= Maureen Greenwood =

American human rights activist

Maureen Greenwood-Basken is an American human rights activist.

She has an undergraduate degree in psychology and Slavic Studies from the University of Michigan; and a master's degree in international relations from the University of Chicago.

Maureen is currently director of policy initiatives, women and population program at the United Nations Foundation. She previously served as the advocacy director for Europe and Eurasia in the Washington office of Amnesty International, where she promoted the role of human rights issues in United States foreign policy. In that position, Greenwood testified in the United States Congress, drafted legislation, advised the administration, and was a frequent media spokesperson on human rights issues. She also developed issue-based advocacy coalitions and organized Amnesty International's grassroots membership to influence US government policy and bring awareness to human rights issues.

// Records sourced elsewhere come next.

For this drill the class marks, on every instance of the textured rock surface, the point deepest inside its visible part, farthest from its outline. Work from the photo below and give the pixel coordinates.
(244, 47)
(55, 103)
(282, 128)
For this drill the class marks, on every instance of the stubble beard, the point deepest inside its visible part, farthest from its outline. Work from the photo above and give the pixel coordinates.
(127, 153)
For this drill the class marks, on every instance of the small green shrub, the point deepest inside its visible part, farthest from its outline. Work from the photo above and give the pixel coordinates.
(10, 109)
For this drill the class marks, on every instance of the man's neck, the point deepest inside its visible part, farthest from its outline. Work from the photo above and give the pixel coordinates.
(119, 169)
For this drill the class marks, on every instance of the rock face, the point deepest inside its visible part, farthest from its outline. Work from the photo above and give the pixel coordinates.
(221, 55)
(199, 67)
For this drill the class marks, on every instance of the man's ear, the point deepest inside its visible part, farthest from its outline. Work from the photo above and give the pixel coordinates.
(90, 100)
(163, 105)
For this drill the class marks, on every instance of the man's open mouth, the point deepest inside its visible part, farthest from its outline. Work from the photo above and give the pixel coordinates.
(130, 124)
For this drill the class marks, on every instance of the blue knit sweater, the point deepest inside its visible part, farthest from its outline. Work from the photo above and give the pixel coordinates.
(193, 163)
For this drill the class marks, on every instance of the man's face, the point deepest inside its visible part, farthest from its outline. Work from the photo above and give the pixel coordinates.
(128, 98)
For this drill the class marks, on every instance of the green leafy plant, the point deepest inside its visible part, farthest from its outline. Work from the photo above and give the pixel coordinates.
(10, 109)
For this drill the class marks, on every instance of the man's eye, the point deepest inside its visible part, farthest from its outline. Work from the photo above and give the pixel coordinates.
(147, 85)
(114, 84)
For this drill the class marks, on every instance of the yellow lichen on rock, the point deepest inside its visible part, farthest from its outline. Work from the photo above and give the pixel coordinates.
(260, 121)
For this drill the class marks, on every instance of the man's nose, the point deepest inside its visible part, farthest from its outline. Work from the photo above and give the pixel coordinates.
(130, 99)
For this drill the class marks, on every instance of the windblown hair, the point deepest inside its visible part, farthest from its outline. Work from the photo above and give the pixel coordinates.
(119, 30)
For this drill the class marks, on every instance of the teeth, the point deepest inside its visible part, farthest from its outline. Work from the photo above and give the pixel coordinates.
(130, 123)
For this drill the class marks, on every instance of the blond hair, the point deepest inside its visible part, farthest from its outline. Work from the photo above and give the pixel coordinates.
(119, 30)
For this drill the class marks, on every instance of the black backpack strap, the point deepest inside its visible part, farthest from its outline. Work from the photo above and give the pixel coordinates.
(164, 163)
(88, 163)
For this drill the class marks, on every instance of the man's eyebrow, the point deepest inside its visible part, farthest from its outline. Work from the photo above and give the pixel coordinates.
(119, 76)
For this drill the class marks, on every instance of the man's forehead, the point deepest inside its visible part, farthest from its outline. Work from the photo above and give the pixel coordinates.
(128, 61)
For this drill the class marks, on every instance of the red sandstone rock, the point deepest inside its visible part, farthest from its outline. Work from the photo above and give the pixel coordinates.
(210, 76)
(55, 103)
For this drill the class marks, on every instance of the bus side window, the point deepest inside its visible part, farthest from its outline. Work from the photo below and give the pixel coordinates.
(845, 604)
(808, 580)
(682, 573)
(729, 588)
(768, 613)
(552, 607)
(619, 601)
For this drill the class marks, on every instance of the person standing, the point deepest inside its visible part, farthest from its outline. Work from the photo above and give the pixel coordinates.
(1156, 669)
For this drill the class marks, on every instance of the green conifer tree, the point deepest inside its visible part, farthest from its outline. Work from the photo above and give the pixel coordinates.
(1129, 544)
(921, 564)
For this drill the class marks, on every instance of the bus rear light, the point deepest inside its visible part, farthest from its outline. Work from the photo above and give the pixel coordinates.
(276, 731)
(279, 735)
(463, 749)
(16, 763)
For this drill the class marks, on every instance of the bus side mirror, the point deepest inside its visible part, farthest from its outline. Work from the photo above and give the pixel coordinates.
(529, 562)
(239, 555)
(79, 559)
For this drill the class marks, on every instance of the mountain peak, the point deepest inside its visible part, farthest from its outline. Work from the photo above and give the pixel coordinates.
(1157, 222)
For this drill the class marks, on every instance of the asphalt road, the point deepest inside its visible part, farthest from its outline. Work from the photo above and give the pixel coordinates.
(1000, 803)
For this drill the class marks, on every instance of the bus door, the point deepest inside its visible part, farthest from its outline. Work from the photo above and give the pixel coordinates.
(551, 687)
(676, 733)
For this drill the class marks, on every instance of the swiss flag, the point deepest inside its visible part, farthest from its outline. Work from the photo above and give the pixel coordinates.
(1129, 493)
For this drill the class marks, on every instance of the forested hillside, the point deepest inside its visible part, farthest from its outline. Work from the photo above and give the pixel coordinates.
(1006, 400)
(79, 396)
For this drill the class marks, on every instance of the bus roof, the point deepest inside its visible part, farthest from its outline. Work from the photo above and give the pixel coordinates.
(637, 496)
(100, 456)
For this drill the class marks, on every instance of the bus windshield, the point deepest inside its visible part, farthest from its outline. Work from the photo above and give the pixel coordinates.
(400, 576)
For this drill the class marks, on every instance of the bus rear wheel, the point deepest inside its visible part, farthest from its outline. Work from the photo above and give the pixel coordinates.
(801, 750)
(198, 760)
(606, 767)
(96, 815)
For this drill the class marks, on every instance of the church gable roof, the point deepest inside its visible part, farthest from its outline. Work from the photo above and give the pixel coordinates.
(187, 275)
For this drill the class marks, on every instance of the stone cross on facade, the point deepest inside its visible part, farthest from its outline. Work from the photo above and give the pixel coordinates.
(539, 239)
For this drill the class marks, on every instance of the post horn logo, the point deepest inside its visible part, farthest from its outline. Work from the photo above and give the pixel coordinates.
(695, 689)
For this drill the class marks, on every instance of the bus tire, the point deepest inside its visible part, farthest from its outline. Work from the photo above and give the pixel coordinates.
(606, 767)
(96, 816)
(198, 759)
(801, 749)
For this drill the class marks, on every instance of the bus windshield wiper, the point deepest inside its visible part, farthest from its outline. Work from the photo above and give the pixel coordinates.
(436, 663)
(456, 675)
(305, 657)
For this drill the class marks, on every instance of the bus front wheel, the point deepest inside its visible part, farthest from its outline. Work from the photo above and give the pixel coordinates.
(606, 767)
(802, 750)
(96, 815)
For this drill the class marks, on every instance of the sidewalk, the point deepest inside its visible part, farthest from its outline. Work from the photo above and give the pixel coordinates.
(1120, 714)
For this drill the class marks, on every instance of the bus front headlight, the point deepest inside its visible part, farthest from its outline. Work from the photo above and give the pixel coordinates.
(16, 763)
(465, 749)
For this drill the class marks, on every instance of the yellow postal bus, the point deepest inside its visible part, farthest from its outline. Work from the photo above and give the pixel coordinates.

Greenwood developed created draft legislation on US exports of crime control equipment that can be used in torture and on US assistance to Central Asia. Greenwood is playing a leadership role in Amnesty International's current campaign to promote human rights in Russia, "Justice for All". In March 2003 she participated in a Moscow press conference and non-governmental organization (NGO) roundtable on ethnic discrimination and racism in Russia.

Greenwood has been traveling to the former Soviet Union since 1986. From 1993-1995 she served in Moscow as the U.S. representative of the Union of Councils' Russian-American Bureau on Human Rights. She researched human rights issues, published articles in UCSJ's Monitor, collaborated with Russian parliamentarians and NGOs, and traveled extensively to meet regional human rights defenders, human rights victims and religious leaders. From 1996-1997 she served as the director for research and advocacy for the Union of Councils, where she researched and edited the 250-page report, Anti-Semitism in the Former Soviet Union, 1995-1997.

She is a native of Chicago. She is the daughter of Amy and Glenn Greenwood. She has one brother, Kim David Greenwood. She is married to journalist, Paul Basken. She has two children.

==Awards==
The United Nations Association of the National Capital Area awarded Ms. Greenwood the "Human Rights Award" in December 2002.